Il consorzio ReLUIS ha partecipato attivamente alla campagna di comunicazione nazionale per la riduzione del rischio sismico “Terremoto io non rischio”, iniziativa promossa dal Dipartimento della Protezione Civile e dall’Anpas-Associazione Nazionale delle Pubbliche Assistenze con la collaborazione dell'Ingv Istituto Nazionale di geofisica e Vulcanologia (www.iononrischio.it).
Il 28 e 29 settembre oltre 3200 volontari di protezione civile sono stati presenti in 215 piazze, distribuite su quasi tutto il territorio nazionale, incluse Palermo, Napoli, Roma, Bologna, Milano, ecc., per sensibilizzare i propri concittadini sul rischio sismico.
Il capo dipartimento Gabrielli ha visitato numerose piazze sparse nel territorio nazionale, tra le quali Caserta in cui ha incontrato il Presidente di ReLUIS Gaetano Manfredi.
Gli esperti messi in campo dal consorzio ReLUIS hanno affiancato i volontari nella campagna di sensibilizzazione e divulgazione sulla prevenzione del rischio sismico. In particolare, Reluis ha avuto la responsabilità delle piazze della Basilicata, di gran parte della Campania e di alcune della Puglia, ma è stato presente con osservatori in molte piazze della Sicilia, Puglia, Lazio, Umbria, Veneto, Liguria e Piemonte.
La necessità di avviare un processo che conduca il cittadino ad essere parte attiva nella riduzione del rischio è emersa con chiarezza nelle due giornate in cui si è svolta l'iniziativa. L'iniziale scetticismo e la limitata sensibilità all'argomento sono stati in diverse piazze scalfiti, specie tra i più giovani, dalla presenza di informazioni utili, come quelle relative ai piani di emergenza comunali, negli allestimenti di alcuni contenuti multimediali e di un "totem" ovvero una installazione composta da scatoloni sovrapposti, colorati ed illustrati, contenete giochi ed interazioni sul rischio sismico. L'attenzione dei meno giovani è stata invece catturata dalla cosiddetta linea del tempo, una raccolta di immagini, articoli e scritti sugli eventi sismici che hanno caratterizzato il comune di interesse nel corso degli anni. Specie la documentazione fotografica ha spesso riportato alla memoria eventi, luoghi e giorni in cui l'emergenza sismica ha mobilitato intere comunità. Tanti i cittadini, specie nelle piazze dell'Irpinia, che hanno rimosso le macerie del tempo per far riaffiorare ricordi ed aneddoti da raccontare ai volontari e soprattutto alle nuove generazioni.
La diffusione della cultura della prevenzione tra i più giovani e la memoria del terremoto tra i più anziani possono costituire le migliori armi per preparare al meglio le nuove generazioni ad affrontare una emergenza sismica. In tal senso lo sforzo principale è stato e sarà nella direzione di superare l'atteggiamento fatalista, se non addirittura rassegnato, che viene spesso assunto nei confronti dei terremoti spiegando ai cittadini che, al contrario, la prevenzione è possibile, che oggi sono disponibili metodi, strumenti e tecniche per ridurre efficacemente e senza costi eccessivi gli effetti dei terremoti.

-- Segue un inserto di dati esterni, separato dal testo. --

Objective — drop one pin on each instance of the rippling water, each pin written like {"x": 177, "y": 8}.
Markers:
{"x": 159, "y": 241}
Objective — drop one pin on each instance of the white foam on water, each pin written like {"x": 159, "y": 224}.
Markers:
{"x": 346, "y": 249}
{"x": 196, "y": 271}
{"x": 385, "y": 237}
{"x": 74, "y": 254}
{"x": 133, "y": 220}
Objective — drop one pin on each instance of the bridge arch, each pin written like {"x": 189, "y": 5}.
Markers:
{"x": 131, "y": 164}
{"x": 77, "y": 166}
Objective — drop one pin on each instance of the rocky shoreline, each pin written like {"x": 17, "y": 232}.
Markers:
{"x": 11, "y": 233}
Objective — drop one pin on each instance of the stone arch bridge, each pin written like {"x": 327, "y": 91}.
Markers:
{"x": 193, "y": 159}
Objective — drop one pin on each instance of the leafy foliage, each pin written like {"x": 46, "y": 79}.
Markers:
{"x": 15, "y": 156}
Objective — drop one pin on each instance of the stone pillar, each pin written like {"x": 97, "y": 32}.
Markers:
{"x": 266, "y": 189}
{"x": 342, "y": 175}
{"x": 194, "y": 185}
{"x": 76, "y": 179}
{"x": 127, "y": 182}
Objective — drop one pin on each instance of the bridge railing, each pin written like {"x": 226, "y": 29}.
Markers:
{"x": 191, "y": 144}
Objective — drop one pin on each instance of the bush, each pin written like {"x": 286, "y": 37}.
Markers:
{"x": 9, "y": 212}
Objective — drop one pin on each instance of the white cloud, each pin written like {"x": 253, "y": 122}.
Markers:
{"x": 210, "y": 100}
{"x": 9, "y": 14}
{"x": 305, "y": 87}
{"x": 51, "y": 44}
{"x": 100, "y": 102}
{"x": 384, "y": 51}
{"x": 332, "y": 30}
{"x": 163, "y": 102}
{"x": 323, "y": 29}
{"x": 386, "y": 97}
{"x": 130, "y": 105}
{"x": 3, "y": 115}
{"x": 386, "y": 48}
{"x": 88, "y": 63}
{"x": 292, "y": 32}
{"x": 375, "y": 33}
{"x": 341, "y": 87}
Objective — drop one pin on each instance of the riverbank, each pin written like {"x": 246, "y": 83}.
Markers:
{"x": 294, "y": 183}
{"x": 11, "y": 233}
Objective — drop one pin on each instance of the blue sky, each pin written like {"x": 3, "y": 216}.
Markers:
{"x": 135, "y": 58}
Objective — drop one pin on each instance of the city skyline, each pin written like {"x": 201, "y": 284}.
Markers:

Il capo dipartimento Gabrielli a Caserta con i proff. Cosenza e Manfredi.
 

Solofra - Piazza San Michele.
 

Caserta - Largo San Sebastiano.

Matera - Piazza Vittorio Veneto.
 

Potenza - Largo Trinità.

Palermo - Piazza Politeama.

Roma - Piazza del Popolo.


Ultimo aggiornamento ( Venerdì 04 Ottobre 2013 09:49 )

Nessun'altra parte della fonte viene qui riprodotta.